Unexpectedly the pale face smiled at her. “And your brother too, he is strong and big.”

“Burl's not my brother.” Gwyn was surprised into normal speech by the error. “He works for my father.”

“He has an odd way of serving, then,” the Lordling said.

Gwyn could not answer what she thought, so she answered nothing. Instead, she looked at the map under his hands. She saw the cross, with its initials. The marks that indicated mountains looked small at the top of the page. This map spread across two pages and showed dark lines at the south. “What is that?” she asked him.

“It's the Kingdom,” he told her. For a minute, she thought he would be able to keep quiet against his desire to show off his knowledge, but then he gave in.
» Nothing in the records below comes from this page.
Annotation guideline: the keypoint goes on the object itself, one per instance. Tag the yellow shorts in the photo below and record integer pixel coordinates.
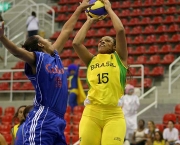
(102, 126)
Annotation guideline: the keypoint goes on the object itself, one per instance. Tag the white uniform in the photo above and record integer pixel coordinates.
(130, 106)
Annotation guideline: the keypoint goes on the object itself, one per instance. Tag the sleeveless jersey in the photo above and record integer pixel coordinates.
(106, 76)
(50, 82)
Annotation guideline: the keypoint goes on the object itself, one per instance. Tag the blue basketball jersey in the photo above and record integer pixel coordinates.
(50, 82)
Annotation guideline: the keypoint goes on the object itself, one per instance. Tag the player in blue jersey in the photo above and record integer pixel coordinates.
(45, 123)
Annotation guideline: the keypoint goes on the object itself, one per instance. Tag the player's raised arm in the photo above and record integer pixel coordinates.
(15, 50)
(69, 26)
(80, 49)
(121, 45)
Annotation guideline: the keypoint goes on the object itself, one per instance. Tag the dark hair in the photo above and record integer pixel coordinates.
(161, 137)
(16, 114)
(26, 111)
(33, 13)
(31, 44)
(171, 121)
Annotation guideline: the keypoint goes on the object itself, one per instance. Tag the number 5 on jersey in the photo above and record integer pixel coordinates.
(103, 78)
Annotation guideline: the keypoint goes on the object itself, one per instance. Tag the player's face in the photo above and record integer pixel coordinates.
(106, 45)
(20, 113)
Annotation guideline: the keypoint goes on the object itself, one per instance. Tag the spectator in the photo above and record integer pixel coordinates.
(2, 140)
(20, 117)
(158, 139)
(32, 24)
(138, 137)
(76, 94)
(150, 132)
(170, 134)
(19, 135)
(130, 106)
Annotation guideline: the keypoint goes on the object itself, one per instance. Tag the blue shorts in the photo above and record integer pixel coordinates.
(42, 126)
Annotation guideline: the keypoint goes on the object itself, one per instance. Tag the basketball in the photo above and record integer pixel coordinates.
(97, 9)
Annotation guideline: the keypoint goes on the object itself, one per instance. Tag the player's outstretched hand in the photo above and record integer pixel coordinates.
(107, 4)
(1, 28)
(85, 4)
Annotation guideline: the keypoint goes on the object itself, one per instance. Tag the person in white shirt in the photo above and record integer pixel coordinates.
(32, 25)
(130, 105)
(170, 134)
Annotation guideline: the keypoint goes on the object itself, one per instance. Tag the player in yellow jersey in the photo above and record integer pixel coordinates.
(103, 122)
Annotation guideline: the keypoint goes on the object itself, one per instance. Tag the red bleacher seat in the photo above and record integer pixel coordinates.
(7, 119)
(165, 49)
(152, 49)
(27, 86)
(9, 111)
(126, 4)
(169, 19)
(90, 42)
(16, 86)
(78, 109)
(67, 62)
(161, 28)
(145, 20)
(154, 59)
(67, 117)
(159, 11)
(167, 59)
(141, 60)
(140, 50)
(169, 117)
(75, 138)
(171, 2)
(163, 38)
(150, 39)
(79, 62)
(4, 86)
(157, 71)
(8, 138)
(6, 76)
(160, 127)
(55, 8)
(146, 71)
(133, 82)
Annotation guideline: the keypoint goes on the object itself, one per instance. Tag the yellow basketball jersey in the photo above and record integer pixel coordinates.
(106, 76)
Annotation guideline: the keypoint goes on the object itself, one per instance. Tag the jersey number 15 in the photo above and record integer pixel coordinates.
(103, 78)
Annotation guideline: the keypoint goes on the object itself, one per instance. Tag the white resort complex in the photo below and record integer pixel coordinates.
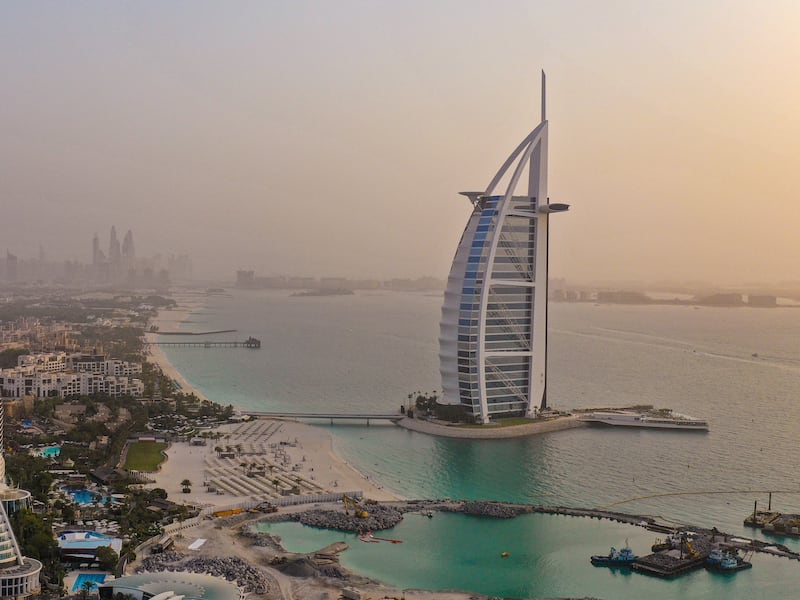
(493, 337)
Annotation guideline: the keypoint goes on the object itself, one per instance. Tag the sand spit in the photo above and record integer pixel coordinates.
(267, 571)
(537, 427)
(260, 460)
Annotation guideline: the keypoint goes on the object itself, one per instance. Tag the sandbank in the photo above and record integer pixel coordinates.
(170, 320)
(259, 460)
(283, 450)
(533, 428)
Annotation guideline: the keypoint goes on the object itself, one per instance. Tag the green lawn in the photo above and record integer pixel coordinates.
(509, 422)
(145, 456)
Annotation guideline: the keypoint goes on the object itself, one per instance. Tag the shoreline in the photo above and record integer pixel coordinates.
(320, 571)
(513, 431)
(309, 451)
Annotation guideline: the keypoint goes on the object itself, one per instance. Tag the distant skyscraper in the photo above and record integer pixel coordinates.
(96, 252)
(114, 253)
(11, 267)
(128, 250)
(493, 338)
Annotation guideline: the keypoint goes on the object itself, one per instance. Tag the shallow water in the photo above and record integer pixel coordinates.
(369, 351)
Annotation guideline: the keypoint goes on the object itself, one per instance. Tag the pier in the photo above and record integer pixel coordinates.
(330, 416)
(250, 342)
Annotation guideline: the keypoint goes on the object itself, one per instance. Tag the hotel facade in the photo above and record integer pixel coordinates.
(493, 330)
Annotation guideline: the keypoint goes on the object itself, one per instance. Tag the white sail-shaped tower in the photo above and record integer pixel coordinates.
(493, 336)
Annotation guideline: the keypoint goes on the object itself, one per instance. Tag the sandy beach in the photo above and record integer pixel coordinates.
(261, 459)
(170, 320)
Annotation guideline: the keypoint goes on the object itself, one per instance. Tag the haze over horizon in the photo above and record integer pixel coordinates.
(317, 138)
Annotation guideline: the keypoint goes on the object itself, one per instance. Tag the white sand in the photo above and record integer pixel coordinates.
(306, 459)
(295, 454)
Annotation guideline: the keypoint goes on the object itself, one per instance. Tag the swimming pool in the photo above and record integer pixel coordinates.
(95, 578)
(50, 451)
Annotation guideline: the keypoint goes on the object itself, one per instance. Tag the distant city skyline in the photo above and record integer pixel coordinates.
(333, 138)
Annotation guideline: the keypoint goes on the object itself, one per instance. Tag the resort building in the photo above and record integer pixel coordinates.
(19, 575)
(70, 374)
(493, 331)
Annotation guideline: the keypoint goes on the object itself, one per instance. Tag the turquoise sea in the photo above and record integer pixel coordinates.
(738, 368)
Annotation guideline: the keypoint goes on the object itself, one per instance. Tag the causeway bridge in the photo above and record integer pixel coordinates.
(330, 416)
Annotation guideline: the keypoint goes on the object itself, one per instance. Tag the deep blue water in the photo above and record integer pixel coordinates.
(737, 368)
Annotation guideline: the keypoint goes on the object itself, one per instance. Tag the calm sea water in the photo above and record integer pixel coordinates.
(738, 368)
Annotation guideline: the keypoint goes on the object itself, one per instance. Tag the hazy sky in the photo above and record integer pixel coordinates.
(332, 137)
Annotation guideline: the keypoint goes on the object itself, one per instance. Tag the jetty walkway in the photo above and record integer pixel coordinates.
(328, 416)
(250, 342)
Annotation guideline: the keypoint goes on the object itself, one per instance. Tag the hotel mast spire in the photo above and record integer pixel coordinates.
(493, 340)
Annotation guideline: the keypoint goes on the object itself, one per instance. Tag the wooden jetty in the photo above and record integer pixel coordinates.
(250, 342)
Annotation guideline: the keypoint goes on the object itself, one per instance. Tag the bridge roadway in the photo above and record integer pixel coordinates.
(332, 416)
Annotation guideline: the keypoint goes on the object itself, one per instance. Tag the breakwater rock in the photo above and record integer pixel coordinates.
(380, 517)
(230, 568)
(497, 510)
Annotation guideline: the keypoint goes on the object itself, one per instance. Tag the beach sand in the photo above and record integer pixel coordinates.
(294, 453)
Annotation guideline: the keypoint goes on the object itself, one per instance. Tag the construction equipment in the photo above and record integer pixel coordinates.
(228, 513)
(357, 510)
(690, 551)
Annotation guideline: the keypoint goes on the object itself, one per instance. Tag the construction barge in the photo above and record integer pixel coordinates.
(773, 522)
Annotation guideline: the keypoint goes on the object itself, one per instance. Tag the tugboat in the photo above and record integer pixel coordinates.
(614, 558)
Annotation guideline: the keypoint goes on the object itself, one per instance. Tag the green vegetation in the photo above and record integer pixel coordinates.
(500, 423)
(8, 358)
(145, 456)
(107, 557)
(29, 473)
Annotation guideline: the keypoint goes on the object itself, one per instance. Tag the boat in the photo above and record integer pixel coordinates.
(626, 418)
(726, 561)
(614, 558)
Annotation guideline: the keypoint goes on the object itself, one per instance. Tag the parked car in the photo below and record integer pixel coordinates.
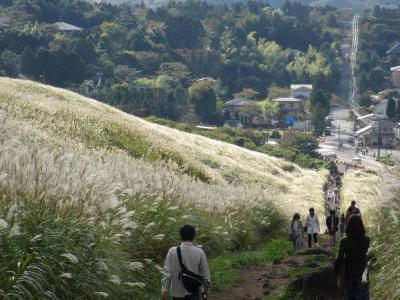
(327, 131)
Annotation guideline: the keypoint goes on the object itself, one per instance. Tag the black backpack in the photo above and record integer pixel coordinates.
(191, 280)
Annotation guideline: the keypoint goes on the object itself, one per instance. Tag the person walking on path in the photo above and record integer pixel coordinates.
(296, 232)
(342, 225)
(193, 259)
(312, 228)
(352, 210)
(352, 259)
(332, 223)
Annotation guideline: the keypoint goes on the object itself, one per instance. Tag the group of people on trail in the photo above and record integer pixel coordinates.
(351, 262)
(187, 275)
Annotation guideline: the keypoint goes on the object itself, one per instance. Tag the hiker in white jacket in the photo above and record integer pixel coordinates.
(312, 227)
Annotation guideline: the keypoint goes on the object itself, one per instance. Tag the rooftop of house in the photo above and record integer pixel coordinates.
(301, 87)
(394, 50)
(240, 102)
(67, 27)
(233, 123)
(395, 69)
(205, 79)
(287, 99)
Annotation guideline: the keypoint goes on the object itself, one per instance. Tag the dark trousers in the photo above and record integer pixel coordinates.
(356, 289)
(314, 237)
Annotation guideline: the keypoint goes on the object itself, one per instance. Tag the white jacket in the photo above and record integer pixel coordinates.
(312, 224)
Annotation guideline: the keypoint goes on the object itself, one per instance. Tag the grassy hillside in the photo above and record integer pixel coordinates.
(91, 198)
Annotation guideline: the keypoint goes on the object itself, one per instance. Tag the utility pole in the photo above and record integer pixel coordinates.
(379, 137)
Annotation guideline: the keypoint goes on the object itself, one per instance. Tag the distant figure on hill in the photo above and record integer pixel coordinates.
(186, 269)
(342, 226)
(352, 210)
(296, 232)
(312, 228)
(351, 262)
(332, 223)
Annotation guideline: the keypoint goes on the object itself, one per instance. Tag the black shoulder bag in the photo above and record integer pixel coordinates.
(191, 280)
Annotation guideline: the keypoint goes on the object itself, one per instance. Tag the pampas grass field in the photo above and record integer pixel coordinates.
(91, 198)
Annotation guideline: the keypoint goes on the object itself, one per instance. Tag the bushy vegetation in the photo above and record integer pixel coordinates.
(83, 215)
(148, 61)
(296, 147)
(385, 232)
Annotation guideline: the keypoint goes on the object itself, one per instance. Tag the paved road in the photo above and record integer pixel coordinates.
(342, 128)
(347, 152)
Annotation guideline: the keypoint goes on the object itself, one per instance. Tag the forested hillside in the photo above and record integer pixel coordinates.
(380, 31)
(92, 198)
(149, 61)
(354, 4)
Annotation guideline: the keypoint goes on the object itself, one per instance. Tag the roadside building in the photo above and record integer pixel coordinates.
(289, 105)
(380, 108)
(244, 109)
(395, 76)
(375, 127)
(301, 91)
(66, 27)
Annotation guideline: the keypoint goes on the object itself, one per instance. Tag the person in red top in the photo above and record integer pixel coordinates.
(352, 210)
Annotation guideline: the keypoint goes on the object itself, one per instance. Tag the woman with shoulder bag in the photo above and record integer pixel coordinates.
(296, 232)
(351, 262)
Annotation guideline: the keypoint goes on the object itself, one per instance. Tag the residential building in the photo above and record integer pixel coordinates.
(245, 109)
(301, 91)
(380, 108)
(371, 127)
(234, 124)
(65, 27)
(395, 76)
(289, 105)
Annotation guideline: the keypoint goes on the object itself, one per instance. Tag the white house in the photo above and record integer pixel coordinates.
(395, 76)
(301, 91)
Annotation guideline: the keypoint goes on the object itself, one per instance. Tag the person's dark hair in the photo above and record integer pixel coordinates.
(355, 228)
(187, 232)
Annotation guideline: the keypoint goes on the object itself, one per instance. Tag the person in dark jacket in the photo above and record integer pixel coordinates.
(332, 223)
(353, 256)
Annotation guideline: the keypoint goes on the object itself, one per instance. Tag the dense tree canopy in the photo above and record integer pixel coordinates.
(148, 61)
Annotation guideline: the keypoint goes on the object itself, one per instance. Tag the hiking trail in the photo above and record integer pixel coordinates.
(309, 272)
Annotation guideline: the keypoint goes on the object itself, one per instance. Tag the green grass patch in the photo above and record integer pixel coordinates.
(224, 268)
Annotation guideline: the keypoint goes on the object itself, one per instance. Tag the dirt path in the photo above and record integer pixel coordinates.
(255, 282)
(259, 281)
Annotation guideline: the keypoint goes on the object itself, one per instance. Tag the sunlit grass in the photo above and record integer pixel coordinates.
(91, 198)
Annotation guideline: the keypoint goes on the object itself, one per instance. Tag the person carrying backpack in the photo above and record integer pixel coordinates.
(351, 265)
(332, 223)
(312, 227)
(186, 269)
(296, 232)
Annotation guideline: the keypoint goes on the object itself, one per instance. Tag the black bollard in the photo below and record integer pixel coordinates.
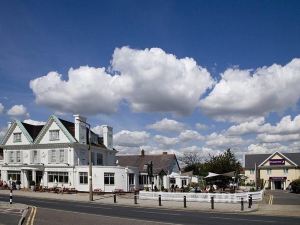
(250, 201)
(242, 204)
(10, 196)
(135, 199)
(159, 200)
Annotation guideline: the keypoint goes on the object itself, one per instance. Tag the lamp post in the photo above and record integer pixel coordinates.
(90, 162)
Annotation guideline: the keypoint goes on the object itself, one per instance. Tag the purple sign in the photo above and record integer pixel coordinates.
(277, 161)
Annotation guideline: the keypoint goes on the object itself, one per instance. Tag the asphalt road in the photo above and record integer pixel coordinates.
(285, 198)
(151, 214)
(9, 216)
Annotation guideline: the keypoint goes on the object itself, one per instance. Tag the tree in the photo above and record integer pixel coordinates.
(190, 158)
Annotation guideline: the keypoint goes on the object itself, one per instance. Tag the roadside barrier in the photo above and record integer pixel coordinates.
(10, 197)
(202, 197)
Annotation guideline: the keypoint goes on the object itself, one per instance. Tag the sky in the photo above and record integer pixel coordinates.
(176, 76)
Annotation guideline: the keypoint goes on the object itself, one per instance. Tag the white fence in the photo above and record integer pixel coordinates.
(201, 197)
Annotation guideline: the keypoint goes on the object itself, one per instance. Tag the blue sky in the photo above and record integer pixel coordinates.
(166, 66)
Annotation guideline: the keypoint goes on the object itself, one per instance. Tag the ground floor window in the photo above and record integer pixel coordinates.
(14, 175)
(109, 178)
(143, 179)
(60, 177)
(131, 178)
(83, 177)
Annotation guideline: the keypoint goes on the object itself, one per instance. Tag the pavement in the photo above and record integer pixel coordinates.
(128, 200)
(12, 213)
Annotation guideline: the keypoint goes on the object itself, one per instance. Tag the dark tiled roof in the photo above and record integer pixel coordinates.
(163, 162)
(33, 130)
(69, 126)
(251, 159)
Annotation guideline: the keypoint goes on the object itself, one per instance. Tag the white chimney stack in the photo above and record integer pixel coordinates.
(107, 136)
(80, 129)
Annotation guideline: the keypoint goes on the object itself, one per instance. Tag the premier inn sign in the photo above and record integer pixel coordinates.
(277, 161)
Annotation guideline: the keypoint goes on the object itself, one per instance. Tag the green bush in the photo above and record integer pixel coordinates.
(295, 186)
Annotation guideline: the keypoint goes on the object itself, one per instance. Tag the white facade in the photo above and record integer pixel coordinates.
(55, 157)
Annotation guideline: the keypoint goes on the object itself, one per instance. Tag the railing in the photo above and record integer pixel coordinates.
(202, 197)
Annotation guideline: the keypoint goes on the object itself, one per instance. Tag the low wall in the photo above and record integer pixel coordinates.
(201, 197)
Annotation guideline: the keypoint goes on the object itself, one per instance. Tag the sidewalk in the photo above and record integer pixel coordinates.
(128, 200)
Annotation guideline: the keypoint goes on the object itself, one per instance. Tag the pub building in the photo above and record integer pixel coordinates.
(276, 170)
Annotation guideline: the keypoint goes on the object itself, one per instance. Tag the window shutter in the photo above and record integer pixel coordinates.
(49, 156)
(66, 156)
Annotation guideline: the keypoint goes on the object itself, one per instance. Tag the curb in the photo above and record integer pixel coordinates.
(24, 214)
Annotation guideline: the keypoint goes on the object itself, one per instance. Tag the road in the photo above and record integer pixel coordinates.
(9, 216)
(113, 214)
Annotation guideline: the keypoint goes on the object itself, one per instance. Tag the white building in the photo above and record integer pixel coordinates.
(57, 154)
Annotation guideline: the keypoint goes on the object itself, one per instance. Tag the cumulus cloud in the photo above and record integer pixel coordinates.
(244, 95)
(223, 141)
(131, 138)
(190, 135)
(18, 111)
(34, 122)
(150, 80)
(200, 126)
(160, 82)
(167, 125)
(278, 137)
(164, 141)
(1, 108)
(88, 90)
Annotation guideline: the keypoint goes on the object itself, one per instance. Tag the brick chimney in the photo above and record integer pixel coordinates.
(80, 129)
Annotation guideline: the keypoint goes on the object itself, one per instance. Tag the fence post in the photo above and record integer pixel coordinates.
(242, 204)
(10, 196)
(135, 199)
(159, 200)
(250, 201)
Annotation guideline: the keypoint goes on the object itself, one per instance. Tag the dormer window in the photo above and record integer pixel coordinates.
(17, 137)
(53, 135)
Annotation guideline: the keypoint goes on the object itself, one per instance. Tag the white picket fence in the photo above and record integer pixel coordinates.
(201, 197)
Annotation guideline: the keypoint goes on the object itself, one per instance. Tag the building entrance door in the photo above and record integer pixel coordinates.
(277, 185)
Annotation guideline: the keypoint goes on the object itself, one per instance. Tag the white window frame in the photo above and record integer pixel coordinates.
(17, 137)
(53, 135)
(83, 178)
(109, 178)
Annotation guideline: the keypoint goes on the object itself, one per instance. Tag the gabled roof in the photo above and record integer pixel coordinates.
(163, 162)
(64, 125)
(22, 127)
(280, 154)
(251, 159)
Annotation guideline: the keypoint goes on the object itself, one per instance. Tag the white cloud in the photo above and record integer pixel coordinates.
(278, 137)
(18, 111)
(131, 138)
(164, 141)
(167, 125)
(253, 126)
(200, 126)
(160, 82)
(88, 90)
(34, 122)
(1, 108)
(149, 80)
(190, 135)
(241, 95)
(223, 141)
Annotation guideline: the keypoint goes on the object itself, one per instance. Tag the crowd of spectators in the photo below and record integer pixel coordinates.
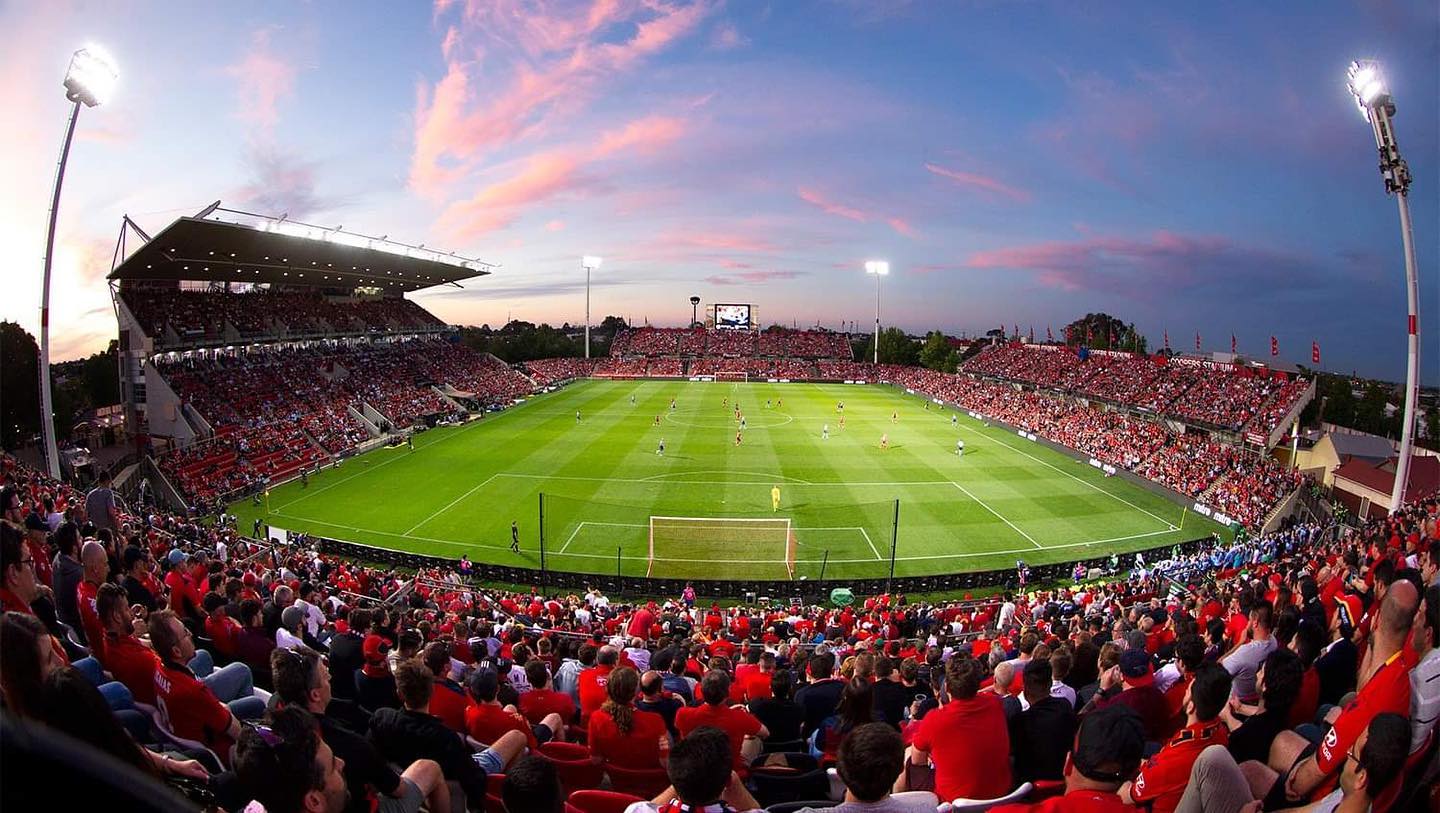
(1217, 396)
(1278, 671)
(203, 317)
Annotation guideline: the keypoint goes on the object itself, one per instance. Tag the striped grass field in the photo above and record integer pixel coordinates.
(601, 481)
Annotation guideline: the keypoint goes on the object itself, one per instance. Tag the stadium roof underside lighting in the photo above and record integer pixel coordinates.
(281, 252)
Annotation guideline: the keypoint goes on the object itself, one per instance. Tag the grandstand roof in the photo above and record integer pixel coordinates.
(280, 252)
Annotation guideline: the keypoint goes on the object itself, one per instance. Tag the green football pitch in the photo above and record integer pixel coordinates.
(703, 510)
He was not so very different from Tad after all, she thought, as he explained to her where the cities were and which was the King's High City, built on rich land where two rivers came together. These two rivers formed a third, which wound off across the kingdom to the west and south. This river ran along until it left the Kingdom, cutting through the forests to the southwest. Gwyn recognized the sign of the bear by a city up against the western mountains and asked, “Is that Earl Northgate's city?”

“It is.”

That, then, was where she had gone to the Doling Room. “Where is the Ram's Head?” she asked.

He pointed his finger to a dark line running away to the east from Earl Northgate's city. “This is the King's Way and this Hildebrand's city. Your father's Inn is just about here.” His finger stopped about halfway between the two cities.

Gwyn pointed to a little mark just north of where the Inn would be. “That's the village then.”

He nodded.

“So we're about here.”

“Closer, I think,” he said, studying the map.

She stared at it. The whole Kingdom lay before her. The river, which ran from the northeast to the southwest, divided the country almost in half. In the southern half, the sign of the falcon was marked in by a city nestled up against the endless forest. “Is this Earl Sutherland's city?” she asked.

“Yes.” He hesitated. “The Kingdom is divided between those two Earls and the King. He awards land to the Earls. The Earls give their lands into the care of three Lords, each in his own city. Only the four border cities have fortifications, one for each Earl and one held for the Earl by his most trusted Lord. The Lords serve the Earls, the Earls serve the King. The King's private lands lie between the two rivers that come down from the north. Those he keeps for his own revenues. The rest he gives to the Earls.”

“So the two Earls have equal strength,” Gwyn said.

“That is the way the King wants it,” the Lordling said.

“To keep the kingdom from war.”

He didn't answer.

“I would ask you a question, my Lord,” Gwyn said, thinking of the rumors from the south.

“Yes, Innkeeper's daughter?”

“If the Lords who serve the Earl grow strong—or if the Earl's house is weakened—then who keeps the Lords from war?” The two horses had the King's mark on them, the lion. This Lordling might have heard.